Beijing, March 25, 2025 – In a significant breakthrough in the field of multimodal large language models (MLLMs), researchers from Peking University and Alibaba’s Tongyi Wanxiang Lab have unveiled UFO, a novel approach to fine-grained visual perception. This innovative method allows MLLMs to perform precise image segmentation and object detection using a mere 16 tokens, eliminating the need for Segment Anything Model (SAM) or Grounding DINO.
The research, led by first author Hao Tang, a Ph.D. student at Peking University focusing on unified multimodal task modeling algorithms, and supervised by Professor Liwei Wang, a renowned professor at Peking University’s School of Intelligence Science and Technology, promises to revolutionize how MLLMs interact with and understand visual information. Professor Wang’s accolades include a Best Paper Award at NeurIPS 2024, a Distinguished Paper Award at ICLR 2023, and a Distinguished Paper Nomination at ICLR 2024, highlighting the team’s expertise and the potential impact of their work.

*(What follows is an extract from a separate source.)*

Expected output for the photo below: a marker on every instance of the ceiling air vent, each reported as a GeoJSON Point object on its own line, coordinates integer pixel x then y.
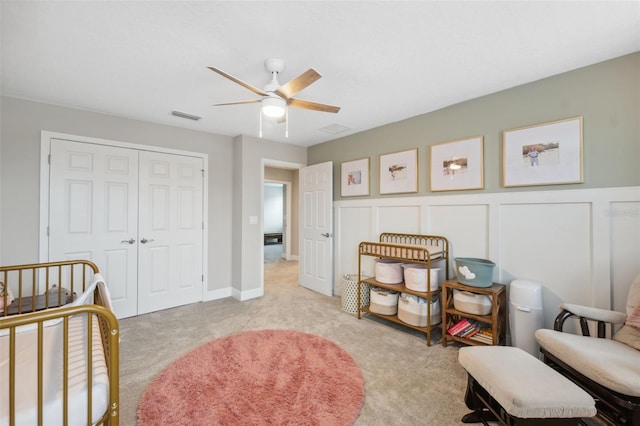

The core of UFO lies in its feature retrieval-based segmentation method. Instead of relying on complex models like SAM, UFO reframes the segmentation task as a similarity calculation between token features and image features. This elegant approach significantly reduces computational overhead and allows for highly efficient and accurate segmentation with minimal output.
UFO represents a paradigm shift in how MLLMs can perceive and understand visual information, explains Tang. By simplifying the segmentation process and reducing the reliance on external models, we’ve created a more efficient and accessible solution for a wide range of applications.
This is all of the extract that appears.